Travel Clubs — Scams or Bargains?

February 14, 2012

By Terry Smiljanich:

Have you received a sales pitch telling you of the wonderful bargains that you could get if you joined a travel club? For a lifetime membership of just $5,000, you, your spouse, and children can participate in thousands of incredible trips at half the cost, including airfare, luxury hotels, and other amenities. Only one problem – it may very well be nothing but a slick scam.

Unfortunate Victims

CWN recently heard from a senior citizen couple who unfortunately got suckered into such a scam. Owners of a timeshare in a condo, they traded for a vacation at a beach resort in Daytona Beach, Florida. There, they were invited to an “owners welcome dinner,” where a sales representative pressured them to join a “travel club,” promising thousands of locations worldwide, with savings of between 40% and 70% below retail. This included airfare, hotels and car rentals.

It all sounded great, so they paid more than $5,000 for a lifetime membership, which included their adult children as well. They looked over the contract, which seemed harmless, and could find nothing on the web to warn them off.

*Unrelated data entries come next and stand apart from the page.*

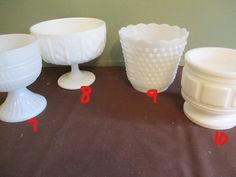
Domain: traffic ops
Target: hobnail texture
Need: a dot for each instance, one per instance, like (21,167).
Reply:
(152,53)
(71,41)
(20,66)
(209,87)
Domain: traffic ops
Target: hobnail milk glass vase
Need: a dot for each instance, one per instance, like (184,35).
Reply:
(20,66)
(152,53)
(71,41)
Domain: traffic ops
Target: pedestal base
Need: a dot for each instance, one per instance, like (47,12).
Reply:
(209,120)
(21,105)
(73,81)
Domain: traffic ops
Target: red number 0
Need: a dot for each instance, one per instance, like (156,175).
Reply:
(85,98)
(34,122)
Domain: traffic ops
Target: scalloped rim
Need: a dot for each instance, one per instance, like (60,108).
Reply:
(33,30)
(122,34)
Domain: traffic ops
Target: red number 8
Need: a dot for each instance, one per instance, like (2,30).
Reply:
(85,98)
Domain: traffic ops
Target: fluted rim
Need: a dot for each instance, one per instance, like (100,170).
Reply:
(124,33)
(38,28)
(12,39)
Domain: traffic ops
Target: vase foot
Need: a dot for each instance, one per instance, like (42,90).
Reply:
(21,105)
(208,119)
(75,81)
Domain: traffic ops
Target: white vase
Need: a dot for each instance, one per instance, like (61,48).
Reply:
(71,41)
(20,66)
(152,53)
(209,87)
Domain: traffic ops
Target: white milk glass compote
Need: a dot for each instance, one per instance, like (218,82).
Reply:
(71,41)
(20,66)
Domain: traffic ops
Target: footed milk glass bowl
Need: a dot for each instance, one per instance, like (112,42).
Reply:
(20,66)
(71,41)
(209,87)
(152,53)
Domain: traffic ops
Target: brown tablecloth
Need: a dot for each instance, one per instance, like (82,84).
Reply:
(120,133)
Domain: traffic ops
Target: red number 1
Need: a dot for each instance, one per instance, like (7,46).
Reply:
(34,121)
(153,93)
(85,98)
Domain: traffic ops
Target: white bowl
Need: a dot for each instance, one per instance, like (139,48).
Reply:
(20,66)
(152,53)
(209,87)
(71,41)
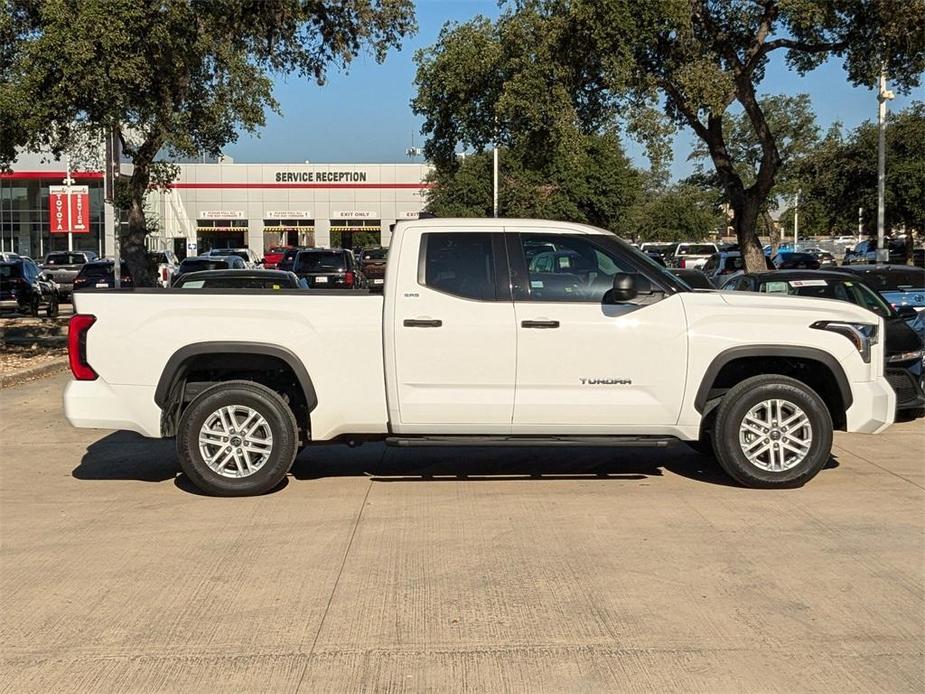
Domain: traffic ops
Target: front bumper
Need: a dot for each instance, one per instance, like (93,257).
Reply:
(908,381)
(874,407)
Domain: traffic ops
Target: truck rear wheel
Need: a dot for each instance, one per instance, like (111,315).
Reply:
(772,432)
(237,438)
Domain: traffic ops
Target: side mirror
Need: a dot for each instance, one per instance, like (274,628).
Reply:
(627,286)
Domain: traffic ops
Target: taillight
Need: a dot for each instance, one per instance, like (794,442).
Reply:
(77,329)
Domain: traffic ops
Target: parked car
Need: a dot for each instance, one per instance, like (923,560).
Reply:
(721,265)
(826,259)
(372,264)
(901,285)
(198,263)
(468,347)
(239,279)
(273,256)
(166,263)
(795,261)
(98,274)
(26,289)
(865,252)
(695,279)
(903,345)
(288,260)
(63,266)
(251,259)
(692,256)
(329,268)
(659,252)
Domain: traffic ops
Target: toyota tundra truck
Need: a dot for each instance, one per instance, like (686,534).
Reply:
(472,344)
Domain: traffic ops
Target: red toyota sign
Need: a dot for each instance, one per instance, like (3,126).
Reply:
(69,211)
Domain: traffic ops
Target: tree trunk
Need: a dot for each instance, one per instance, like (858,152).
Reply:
(134,250)
(745,222)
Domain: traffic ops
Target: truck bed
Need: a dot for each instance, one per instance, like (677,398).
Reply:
(337,335)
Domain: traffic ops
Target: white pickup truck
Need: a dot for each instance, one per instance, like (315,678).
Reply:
(473,343)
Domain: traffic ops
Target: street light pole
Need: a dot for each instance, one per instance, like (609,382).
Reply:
(884,95)
(68,181)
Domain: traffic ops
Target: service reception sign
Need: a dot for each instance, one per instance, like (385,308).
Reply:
(69,209)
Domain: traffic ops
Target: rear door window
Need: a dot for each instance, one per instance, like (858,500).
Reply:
(576,269)
(459,263)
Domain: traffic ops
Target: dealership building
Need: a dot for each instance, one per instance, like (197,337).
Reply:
(222,205)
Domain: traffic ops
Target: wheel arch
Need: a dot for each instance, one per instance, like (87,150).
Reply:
(168,394)
(831,382)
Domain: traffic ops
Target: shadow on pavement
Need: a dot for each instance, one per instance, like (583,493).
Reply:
(127,456)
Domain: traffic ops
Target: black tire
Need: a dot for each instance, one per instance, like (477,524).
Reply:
(739,400)
(270,406)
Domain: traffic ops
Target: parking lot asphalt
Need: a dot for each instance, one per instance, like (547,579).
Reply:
(379,569)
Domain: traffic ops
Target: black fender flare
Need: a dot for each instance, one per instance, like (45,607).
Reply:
(794,351)
(175,368)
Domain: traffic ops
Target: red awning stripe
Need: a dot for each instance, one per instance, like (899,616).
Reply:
(233,186)
(60,175)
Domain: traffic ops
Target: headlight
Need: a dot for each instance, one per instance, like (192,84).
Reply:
(906,356)
(862,335)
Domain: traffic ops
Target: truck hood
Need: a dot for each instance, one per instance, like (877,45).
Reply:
(814,309)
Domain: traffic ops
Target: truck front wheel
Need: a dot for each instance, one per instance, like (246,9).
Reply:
(772,432)
(237,438)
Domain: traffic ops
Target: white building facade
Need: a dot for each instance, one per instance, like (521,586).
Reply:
(228,205)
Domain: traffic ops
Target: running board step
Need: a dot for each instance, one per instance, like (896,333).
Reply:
(603,441)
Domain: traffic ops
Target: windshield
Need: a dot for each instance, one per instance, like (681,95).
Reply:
(696,249)
(202,264)
(274,282)
(856,293)
(65,259)
(896,279)
(319,261)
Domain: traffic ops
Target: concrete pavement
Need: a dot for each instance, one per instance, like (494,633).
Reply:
(448,570)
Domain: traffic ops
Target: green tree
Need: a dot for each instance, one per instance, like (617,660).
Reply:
(578,63)
(793,122)
(181,77)
(682,212)
(595,184)
(841,175)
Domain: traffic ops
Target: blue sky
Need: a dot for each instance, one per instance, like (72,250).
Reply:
(364,115)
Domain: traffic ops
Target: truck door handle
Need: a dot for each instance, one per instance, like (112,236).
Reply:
(542,324)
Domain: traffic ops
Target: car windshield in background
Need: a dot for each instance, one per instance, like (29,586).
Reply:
(65,259)
(896,279)
(101,270)
(315,261)
(853,292)
(197,265)
(234,283)
(696,249)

Then they discovered that all they were being offered were second rate travel options at bargain prices they could have found on their own. As for the thousands of potential trips, every one they checked on turned out to be “unavailable.”  They tried to cancel their membership, but got nothing more than unanswered phone calls.

A Prevalent Problem

Many travel clubs have given the travel industry a bad name. Consumer protection sites often contain numerous stories of people who have been scammed by such clubs.

If a travel club costs more than just a few dollars to join, it is most likely a very bad idea. If you join, you will be given a discounted menu of trips, but the restrictions will be prohibitive. For example, trips within 10 days of a holiday may be excluded, which means that in a calendar year there are only about 32 travel days that meet this restriction. And that luxury hotel on Waikiki may turn out to be a second rate hotel on a busy street eight blocks from the beach.

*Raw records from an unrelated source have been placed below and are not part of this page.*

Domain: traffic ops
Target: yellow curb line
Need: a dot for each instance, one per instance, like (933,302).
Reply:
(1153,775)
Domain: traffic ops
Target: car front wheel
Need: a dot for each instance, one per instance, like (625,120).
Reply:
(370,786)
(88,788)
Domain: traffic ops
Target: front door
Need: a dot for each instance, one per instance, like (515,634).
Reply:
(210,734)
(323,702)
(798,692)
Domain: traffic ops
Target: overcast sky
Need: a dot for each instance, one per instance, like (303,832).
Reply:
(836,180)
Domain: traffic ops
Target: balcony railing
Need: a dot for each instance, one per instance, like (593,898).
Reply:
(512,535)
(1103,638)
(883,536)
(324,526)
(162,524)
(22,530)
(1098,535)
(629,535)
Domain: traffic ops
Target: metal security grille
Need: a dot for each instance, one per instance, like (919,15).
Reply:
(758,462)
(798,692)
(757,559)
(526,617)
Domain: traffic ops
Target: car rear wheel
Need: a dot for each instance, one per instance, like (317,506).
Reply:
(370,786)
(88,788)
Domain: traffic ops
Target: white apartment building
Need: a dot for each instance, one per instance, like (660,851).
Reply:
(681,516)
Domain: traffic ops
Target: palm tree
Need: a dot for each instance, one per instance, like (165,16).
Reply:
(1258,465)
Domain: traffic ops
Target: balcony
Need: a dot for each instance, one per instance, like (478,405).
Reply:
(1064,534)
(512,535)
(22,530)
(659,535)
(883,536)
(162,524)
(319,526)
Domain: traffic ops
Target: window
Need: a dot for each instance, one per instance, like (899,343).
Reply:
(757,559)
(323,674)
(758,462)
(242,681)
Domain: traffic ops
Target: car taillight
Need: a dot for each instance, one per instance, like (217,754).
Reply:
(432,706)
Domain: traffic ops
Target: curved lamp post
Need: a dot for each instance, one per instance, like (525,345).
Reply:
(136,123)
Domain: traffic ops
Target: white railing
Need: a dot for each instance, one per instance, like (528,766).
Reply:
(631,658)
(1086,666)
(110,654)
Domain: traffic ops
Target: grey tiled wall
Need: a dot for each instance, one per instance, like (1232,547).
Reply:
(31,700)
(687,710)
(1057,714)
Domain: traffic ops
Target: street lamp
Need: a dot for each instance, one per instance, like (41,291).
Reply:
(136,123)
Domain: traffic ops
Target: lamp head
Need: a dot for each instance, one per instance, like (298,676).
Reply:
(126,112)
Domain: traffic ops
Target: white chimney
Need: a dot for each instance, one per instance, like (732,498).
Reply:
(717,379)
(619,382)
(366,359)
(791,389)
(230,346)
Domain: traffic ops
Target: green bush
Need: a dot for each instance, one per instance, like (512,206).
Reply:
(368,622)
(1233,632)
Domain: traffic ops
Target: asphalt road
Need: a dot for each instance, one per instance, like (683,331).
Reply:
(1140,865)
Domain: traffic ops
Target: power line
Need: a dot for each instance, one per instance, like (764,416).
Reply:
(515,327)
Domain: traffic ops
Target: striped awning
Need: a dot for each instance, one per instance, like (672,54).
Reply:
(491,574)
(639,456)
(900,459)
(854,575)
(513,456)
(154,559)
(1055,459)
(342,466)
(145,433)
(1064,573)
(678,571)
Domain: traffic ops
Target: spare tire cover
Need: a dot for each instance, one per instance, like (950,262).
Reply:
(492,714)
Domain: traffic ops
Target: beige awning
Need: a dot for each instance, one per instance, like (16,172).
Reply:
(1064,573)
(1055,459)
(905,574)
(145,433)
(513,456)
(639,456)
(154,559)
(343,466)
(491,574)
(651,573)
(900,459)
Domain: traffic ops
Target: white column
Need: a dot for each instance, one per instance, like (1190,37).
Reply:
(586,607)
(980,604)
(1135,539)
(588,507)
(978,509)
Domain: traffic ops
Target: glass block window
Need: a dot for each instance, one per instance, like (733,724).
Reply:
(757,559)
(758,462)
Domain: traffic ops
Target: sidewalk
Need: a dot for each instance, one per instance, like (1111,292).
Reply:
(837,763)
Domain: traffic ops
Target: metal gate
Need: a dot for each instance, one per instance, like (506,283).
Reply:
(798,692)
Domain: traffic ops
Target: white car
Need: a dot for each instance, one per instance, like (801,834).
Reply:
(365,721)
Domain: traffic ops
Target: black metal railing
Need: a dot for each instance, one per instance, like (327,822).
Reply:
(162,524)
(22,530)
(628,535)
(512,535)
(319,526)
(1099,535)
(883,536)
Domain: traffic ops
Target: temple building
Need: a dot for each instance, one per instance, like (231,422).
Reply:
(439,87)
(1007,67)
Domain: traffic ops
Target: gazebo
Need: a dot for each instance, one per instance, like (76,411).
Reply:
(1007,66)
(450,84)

To add insult to injury, many such clubs tack on a “handling charge” to the cost of your booking. If you don’t like your travel accommodations or schedule, you can “upgrade” for an additional charge.

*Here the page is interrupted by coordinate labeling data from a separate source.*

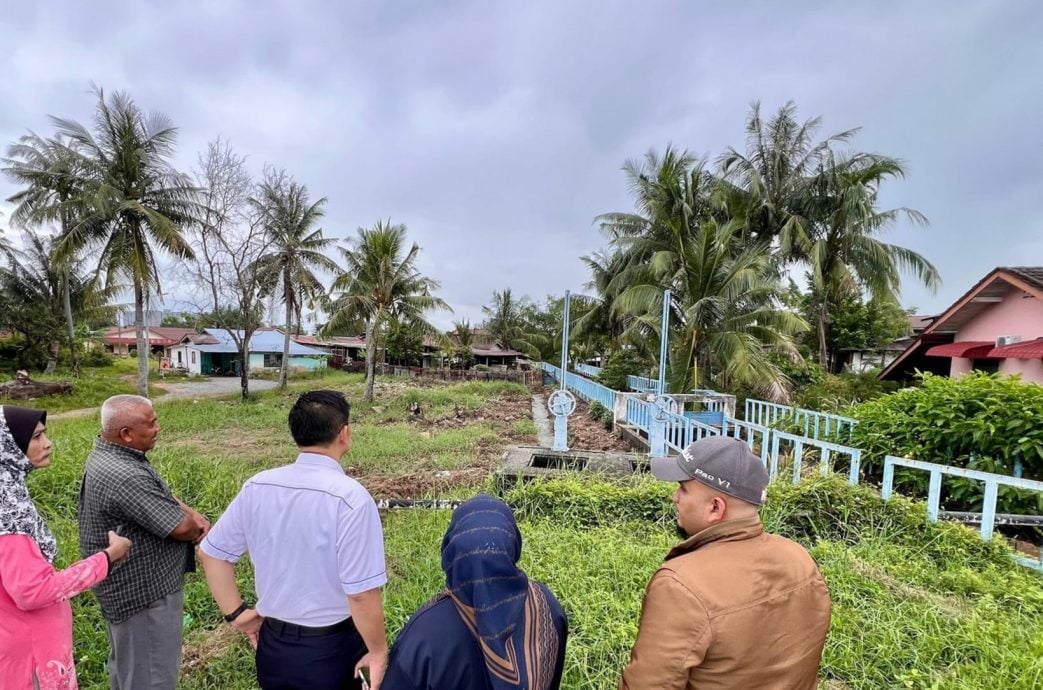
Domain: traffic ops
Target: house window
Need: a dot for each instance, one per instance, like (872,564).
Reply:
(988,366)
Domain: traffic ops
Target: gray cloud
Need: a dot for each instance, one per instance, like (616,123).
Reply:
(495,131)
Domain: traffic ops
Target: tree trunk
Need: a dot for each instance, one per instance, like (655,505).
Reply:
(139,323)
(823,317)
(52,356)
(370,359)
(70,325)
(244,366)
(288,297)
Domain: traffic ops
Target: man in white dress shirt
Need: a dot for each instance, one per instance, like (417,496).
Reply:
(315,540)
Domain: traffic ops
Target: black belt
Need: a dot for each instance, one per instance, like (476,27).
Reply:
(284,627)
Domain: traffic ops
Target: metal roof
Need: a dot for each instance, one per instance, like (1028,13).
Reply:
(263,342)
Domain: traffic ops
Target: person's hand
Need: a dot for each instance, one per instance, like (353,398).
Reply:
(377,663)
(202,523)
(118,546)
(248,622)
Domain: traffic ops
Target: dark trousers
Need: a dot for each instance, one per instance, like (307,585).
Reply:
(289,658)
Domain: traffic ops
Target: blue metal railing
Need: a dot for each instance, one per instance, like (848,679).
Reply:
(682,430)
(992,483)
(826,450)
(583,388)
(641,384)
(588,370)
(816,424)
(755,436)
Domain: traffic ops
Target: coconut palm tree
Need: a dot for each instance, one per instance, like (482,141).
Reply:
(507,325)
(460,343)
(46,169)
(34,290)
(769,185)
(129,200)
(380,280)
(297,248)
(844,254)
(726,318)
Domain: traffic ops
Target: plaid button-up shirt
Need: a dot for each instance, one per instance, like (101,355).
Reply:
(121,489)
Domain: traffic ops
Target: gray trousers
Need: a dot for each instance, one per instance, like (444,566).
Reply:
(145,649)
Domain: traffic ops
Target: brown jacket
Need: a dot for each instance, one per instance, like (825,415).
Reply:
(732,607)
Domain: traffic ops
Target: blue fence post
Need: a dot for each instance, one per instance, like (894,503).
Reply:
(889,478)
(657,434)
(774,469)
(934,495)
(989,510)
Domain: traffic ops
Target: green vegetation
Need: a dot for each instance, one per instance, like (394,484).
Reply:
(916,605)
(90,388)
(620,365)
(980,421)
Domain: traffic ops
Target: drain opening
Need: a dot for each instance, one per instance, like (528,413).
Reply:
(558,462)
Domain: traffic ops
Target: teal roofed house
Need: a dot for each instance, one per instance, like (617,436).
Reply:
(213,352)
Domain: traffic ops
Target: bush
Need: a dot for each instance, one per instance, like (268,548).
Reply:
(979,421)
(835,392)
(96,356)
(600,413)
(620,365)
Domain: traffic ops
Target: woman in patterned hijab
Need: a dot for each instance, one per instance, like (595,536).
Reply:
(492,627)
(35,618)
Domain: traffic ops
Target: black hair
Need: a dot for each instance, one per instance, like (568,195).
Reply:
(317,417)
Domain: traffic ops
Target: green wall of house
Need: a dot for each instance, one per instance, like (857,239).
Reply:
(257,362)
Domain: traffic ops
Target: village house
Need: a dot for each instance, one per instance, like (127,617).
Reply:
(859,360)
(996,326)
(214,352)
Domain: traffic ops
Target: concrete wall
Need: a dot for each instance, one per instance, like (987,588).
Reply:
(310,363)
(187,355)
(1017,315)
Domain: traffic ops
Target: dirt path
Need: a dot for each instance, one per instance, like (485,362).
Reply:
(540,417)
(203,389)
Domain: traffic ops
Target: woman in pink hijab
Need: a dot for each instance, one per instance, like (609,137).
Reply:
(35,617)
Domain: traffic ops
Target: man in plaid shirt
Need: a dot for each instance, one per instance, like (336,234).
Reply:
(142,600)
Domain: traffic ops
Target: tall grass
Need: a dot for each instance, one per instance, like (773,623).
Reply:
(915,605)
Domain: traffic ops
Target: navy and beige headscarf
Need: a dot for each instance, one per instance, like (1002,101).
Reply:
(508,614)
(18,514)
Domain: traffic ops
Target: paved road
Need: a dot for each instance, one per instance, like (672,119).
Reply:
(540,417)
(199,389)
(216,386)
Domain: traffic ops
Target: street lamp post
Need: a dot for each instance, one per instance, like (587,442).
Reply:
(562,402)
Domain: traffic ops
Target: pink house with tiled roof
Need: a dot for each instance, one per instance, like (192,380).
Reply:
(996,326)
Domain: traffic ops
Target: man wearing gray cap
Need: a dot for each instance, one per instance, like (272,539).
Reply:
(731,607)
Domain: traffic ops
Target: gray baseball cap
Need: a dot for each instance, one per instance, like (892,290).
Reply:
(720,462)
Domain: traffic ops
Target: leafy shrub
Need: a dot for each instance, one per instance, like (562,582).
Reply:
(980,421)
(816,510)
(96,356)
(600,413)
(620,365)
(576,500)
(833,393)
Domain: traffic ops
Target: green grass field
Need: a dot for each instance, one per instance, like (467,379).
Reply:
(916,606)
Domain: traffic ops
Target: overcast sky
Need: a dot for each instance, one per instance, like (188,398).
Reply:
(495,130)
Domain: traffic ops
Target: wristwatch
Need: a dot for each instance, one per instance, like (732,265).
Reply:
(238,612)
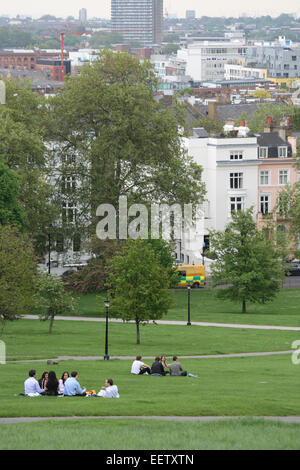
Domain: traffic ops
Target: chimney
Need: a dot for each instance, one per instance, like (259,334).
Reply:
(212,110)
(269,124)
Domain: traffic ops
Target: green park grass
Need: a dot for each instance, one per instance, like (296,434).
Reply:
(29,339)
(205,306)
(249,386)
(133,434)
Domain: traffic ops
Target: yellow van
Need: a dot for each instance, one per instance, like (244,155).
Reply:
(192,275)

Consumer protection agencies like Florida’s have warned citizens about falling for such grandiose promises. “Major hotels” might mean a Super8 in a business district. “Major airlines” might include Turkmenistan’s national airline. Online searches will probably uncover bargains equal to or better than those being offered by the travel club (without the $5,000 fee).

The Better Business Bureau has called travel clubs a “suspect industry,” in which consumers rarely make back in savings the cost of joining the club.

What You Can Do

The main thing you can do to avoid being cheated is to simply stay away from any travel club that costs more than a few dollars to join. Travel clubs don’t control discounts. Only the suppliers of travel (airlines, hotels, etc.) can offer such discounts, and these are usually available directly to you.

If you are being promised the use of “major hotels” and “major airlines,” demand to know the actual names so you can judge for yourself. And while you’re at it, don’t rely on the phone numbers or web links offered to you by the travel club to double check on the quality of the travel accommodations.

If you don’t have the time or inclination to do your own search for travel bargains, you can always turn to a reputable travel agent who knows how and where to find deals, and who is working to keep you satisfied.

Travel can be a wonderful way to unwind from a stressful job, or expand your horizons. The last thing you need is to find out you’ve been cheated out of $5,000.